Quant à la fameuse plume, célinienne pour les uns, houellebecquienne pour les autres, elle est tout simplement la plus inventive et incisive du milieu, fusse-t-elle encrée à l'insatisfaction professionnelle («Le vendredi c'est décontract' ils portent des mocassins en daim / Avec leurs têtes de types qui prennent leur pied à la fête des voisins / Je les écoute déblatérer dans cette réunion sans fin / On fait le point pour le débrief' du point que l'on fera demain») ou à la pression procréative («Je n'ai rien de désaxé c'est vous qui ne marchez plus droit / Chérie ne t'inquiète pas non je ne m'tromperai pas d'endroit / Je sais parfaitement où la mettre pour que le futur soit plus beau / Parfois ta merde salit les draps mais tout le monde pourra boire de l'eau»).

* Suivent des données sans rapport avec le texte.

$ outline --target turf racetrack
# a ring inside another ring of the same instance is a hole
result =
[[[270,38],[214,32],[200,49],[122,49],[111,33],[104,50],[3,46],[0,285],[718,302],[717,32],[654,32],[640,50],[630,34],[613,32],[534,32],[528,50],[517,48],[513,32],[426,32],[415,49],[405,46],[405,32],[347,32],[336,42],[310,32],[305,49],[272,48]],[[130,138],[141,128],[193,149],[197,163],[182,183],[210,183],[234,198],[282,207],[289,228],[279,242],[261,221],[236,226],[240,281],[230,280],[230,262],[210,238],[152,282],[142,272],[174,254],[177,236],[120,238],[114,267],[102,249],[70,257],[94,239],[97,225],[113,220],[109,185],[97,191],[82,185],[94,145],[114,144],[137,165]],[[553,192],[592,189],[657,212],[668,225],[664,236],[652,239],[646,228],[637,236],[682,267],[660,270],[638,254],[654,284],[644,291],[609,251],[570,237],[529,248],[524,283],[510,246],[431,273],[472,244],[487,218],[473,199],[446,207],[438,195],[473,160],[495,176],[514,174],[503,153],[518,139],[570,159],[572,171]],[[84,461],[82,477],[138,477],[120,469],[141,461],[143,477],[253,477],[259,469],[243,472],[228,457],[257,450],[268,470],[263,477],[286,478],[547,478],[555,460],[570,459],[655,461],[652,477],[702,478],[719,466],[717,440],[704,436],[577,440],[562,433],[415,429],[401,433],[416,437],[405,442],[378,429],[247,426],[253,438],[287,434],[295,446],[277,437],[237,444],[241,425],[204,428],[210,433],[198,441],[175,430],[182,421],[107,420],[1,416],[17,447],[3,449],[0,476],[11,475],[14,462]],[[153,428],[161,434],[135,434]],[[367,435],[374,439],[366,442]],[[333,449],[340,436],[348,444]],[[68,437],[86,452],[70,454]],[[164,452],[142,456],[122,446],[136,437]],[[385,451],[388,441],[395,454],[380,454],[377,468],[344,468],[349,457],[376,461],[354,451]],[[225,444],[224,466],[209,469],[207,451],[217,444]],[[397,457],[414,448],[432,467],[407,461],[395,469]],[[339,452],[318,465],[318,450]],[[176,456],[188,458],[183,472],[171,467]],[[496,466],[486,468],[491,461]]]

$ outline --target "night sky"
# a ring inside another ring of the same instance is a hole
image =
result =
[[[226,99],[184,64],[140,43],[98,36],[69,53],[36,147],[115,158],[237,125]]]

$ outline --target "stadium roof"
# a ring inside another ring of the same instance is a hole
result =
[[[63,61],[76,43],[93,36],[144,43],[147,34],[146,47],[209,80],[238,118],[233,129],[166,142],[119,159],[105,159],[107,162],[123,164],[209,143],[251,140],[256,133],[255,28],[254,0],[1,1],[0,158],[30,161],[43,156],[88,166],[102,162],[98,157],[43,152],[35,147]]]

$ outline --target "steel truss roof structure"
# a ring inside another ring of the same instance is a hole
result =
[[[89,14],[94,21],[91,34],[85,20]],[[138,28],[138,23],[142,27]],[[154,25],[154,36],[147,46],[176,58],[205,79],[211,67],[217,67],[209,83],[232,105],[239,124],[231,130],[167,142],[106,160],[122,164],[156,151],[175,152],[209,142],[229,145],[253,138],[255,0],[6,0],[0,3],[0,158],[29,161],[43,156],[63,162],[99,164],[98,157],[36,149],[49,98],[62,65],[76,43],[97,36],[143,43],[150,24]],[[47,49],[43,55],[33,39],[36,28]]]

À ce propos, à quand un roman ou un recueil de nouvelles ? La réponse est à la hauteur des précédentes, intransigeante, définitive : «J'ai trop de respect pour la littérature pour me lancer là-dedans. Si je devais publier, il faudrait que je sois certain de ne pas être dans la redite. Mais il y a tellement de putains d'auteurs : Bukowski, Fante, Buzzati bien sûr... En tout cas, je me sens plus écrivain que rappeur, mais le terme est trop pompeux. Je lui préfère celui de writer. Souvent les rappeurs partent du flow puis remplissent avec des mots. Moi j'ai la démarche inverse. Je pars toujours du sens. Je ne me laisse jamais guider par une rime. L'idée doit dominer la punchline». Amen.